Kemenangan ini tidak lepas dari skema permainan Yunani yang lebih mengandalkan serangan balik ketimbang menggempur habis-habisan Pantai Gading. Kali ini, Pelatih Yunani, Fernando Santos menggunakan 4-2-3-1 dengan Karagounis dan Maniatis sebagai poros ganda.

Penggunaan dua poros ganda ini menjadi penting setelah lini tengah Yunani terlalu mudah untuk ditembus lawan. Ini terlihat dari dua pertandingan kala mereka menghadapi Kolombia dan Jepang.

Di pertandingan tersebut dua fullback Yunani sering naik membantu serangan. Ini membuat terbukanya celah di lini pertahanan mereka. Terlebih, dua fullback Yunani yang diisi Jose Holebas dan Vasilis Torosidis tidak disiplin dengan sering terlambatnya membantu pertahanan.

Di pertandingan malam tadi, dua poros ganda Yunani berkewajiban untuk menutup sisi yang ditinggalkan fullback ketika menyerang. Keduanya akan dibantu Dimitrios Salpingidis dan Lazaros Christodoulopoulos yang bermain lebih bertahan.

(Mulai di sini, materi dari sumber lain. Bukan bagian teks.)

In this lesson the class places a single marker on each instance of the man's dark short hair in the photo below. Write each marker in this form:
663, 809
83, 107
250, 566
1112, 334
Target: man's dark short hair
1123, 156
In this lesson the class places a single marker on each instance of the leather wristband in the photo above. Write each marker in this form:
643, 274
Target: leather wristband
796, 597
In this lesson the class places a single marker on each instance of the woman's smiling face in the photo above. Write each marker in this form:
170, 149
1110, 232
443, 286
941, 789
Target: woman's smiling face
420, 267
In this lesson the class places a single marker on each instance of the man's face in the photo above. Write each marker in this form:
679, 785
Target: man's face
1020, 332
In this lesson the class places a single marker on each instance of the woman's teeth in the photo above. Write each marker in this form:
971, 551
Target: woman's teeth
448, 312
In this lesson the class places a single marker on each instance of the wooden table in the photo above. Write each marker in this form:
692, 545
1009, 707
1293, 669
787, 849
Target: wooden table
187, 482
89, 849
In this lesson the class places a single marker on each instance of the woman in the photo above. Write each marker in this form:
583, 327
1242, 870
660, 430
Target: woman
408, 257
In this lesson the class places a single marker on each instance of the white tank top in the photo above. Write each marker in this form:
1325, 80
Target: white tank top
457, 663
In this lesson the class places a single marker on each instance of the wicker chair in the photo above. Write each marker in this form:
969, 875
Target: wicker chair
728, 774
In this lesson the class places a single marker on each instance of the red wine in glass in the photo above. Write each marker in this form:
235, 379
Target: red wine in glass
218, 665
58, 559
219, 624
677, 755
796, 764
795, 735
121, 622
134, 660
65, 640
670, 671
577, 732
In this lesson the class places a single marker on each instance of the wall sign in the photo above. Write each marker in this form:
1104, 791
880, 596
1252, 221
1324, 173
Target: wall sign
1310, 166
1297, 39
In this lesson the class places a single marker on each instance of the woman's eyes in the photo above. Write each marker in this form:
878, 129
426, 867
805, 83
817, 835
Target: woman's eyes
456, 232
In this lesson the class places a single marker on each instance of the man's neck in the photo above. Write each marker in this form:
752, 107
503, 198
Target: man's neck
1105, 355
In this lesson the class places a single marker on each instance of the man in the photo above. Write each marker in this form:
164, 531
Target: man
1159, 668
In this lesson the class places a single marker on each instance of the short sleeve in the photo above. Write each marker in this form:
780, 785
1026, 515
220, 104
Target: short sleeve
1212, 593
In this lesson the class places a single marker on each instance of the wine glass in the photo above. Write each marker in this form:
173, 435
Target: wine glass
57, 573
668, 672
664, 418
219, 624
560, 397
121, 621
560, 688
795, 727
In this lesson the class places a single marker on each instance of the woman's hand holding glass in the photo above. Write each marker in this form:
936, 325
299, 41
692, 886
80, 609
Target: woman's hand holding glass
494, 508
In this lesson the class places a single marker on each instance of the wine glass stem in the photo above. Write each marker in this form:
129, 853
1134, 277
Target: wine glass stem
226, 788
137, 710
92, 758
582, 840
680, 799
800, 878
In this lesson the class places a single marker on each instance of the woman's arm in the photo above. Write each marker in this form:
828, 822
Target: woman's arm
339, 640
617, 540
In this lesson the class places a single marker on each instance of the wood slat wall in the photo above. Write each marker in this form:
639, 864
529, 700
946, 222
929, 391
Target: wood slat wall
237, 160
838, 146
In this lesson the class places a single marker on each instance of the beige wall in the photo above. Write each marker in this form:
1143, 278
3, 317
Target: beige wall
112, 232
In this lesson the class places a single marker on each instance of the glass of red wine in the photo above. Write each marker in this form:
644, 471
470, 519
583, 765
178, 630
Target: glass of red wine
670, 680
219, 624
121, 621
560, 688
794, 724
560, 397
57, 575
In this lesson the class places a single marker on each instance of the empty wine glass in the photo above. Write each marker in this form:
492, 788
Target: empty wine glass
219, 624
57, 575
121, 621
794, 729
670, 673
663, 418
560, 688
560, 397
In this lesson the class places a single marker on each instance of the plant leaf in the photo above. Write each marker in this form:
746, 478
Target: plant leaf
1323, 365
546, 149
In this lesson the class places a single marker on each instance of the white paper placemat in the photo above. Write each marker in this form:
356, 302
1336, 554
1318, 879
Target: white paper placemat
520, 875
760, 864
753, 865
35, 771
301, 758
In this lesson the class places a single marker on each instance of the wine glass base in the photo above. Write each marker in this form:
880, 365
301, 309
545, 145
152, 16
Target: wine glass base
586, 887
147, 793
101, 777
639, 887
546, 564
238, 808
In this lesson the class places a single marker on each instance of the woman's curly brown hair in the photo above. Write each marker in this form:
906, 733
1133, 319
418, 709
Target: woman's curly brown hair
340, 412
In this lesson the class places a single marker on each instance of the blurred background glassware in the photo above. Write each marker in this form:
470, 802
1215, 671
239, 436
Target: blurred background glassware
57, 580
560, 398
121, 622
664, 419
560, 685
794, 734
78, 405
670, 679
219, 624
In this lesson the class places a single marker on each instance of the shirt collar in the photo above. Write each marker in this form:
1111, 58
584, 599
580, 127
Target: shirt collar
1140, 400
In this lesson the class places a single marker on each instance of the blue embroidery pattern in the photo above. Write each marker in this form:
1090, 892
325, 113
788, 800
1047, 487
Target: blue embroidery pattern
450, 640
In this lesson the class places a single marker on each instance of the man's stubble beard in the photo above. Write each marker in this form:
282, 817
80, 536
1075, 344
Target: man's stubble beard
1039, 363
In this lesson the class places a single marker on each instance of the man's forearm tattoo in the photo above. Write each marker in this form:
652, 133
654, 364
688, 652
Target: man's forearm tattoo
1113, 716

Akibat yang dihasilkan cukup signifikan. Pantai Gading kesulitan untuk membongkar lini pertahanan Yunani.

Membiarkan Pantai Gading menyerang berarti membiarkan mereka membuka celah di lini pertahanannya sendiri. Yunani beberapa kali memanfaatkan kelemahan ini untuk membuka peluang bagi Negara Para Dewa tersebut.

Hal yang menonjol di pertandingan tadi adalah dijaga ketatnya Didier Drogba oleh Kostas Manolas. Ia dengan begitu disiplin menjaga bekas pemain Chelsea tersebut. Akibatnya, gelandang Pantai Gading kebingungan untuk menyelesaikan peluang. Ketatnya lini pertahanan Yunani menjadi salah satu faktor bagaimana Pantai Gading dibuat begitu frustasi.

Dua fullback Yunani, Holebas dan Torosidis setia menjaga wilayahnya. Belum lagi Salpingidis dan Christodoulopoulos yang ikut membantu pertahanan, membuat serangan Pantai Gading lewat sayap, seringkali dapat dipatahkan. Dari 16 umpan silang yang dilepaskan, hanya tiga yang menemui sasaran.

Ini seolah menjadi pembuktian bagi lini pertahanan Yunani yang dikritik habis-habisan di pertandingan pertama menghadapi Kolombia. Ketidakmampuan gelandang Yunani untuk bertahan, membuat Manolas dan Sokratis mesti berjuang keras untuk menjaga pertahanan mereka agar tetap aman.

Kekalahan Pantai Gading tidak lepas dari mudahnya poros ganda mereka untuk ditembus. Cheick Tiote dan Serey Die lebih asyik membantu penyerangan ketimbang menutup lini pertahanan. Akibatnya, beberapa kali umpan terobosan ke lini depan Yunani, tidak bisa dibendung.

Kesalahan terbesar Tiote tentu saja terciptanya gol pertama Yunani. Kesalahan umpannya membuat Samaris bisa merebut bola dan mencetak gol.

Dengan bermain bertahan, permainan Yunani menjadi lebih efektif. Mereka bisa menahan serangan sayap Pantai Gading, pun bisa menghasilkan peluang lewat serangan balik. Yunani juga menerapkan pressing ketat untuk menghalau serangan Pantai Gading. Hasilnya adalah keteledoran Tiote yang berhasil dimanfaatkan Samaris menjadi gol.

Lini serang Pantai Gading seolah menemui hasil buntu setelah Didier Drogba dimatikan Manolas. Mereka sempat mendapat angin segar saat Bony masuk dan mampu mengecoh perhatian bek Yunani. Tapi pergantian tersebut sudah terlambat. Yunani sudah terlanjur nyaman dengan skema yang mereka gunakan.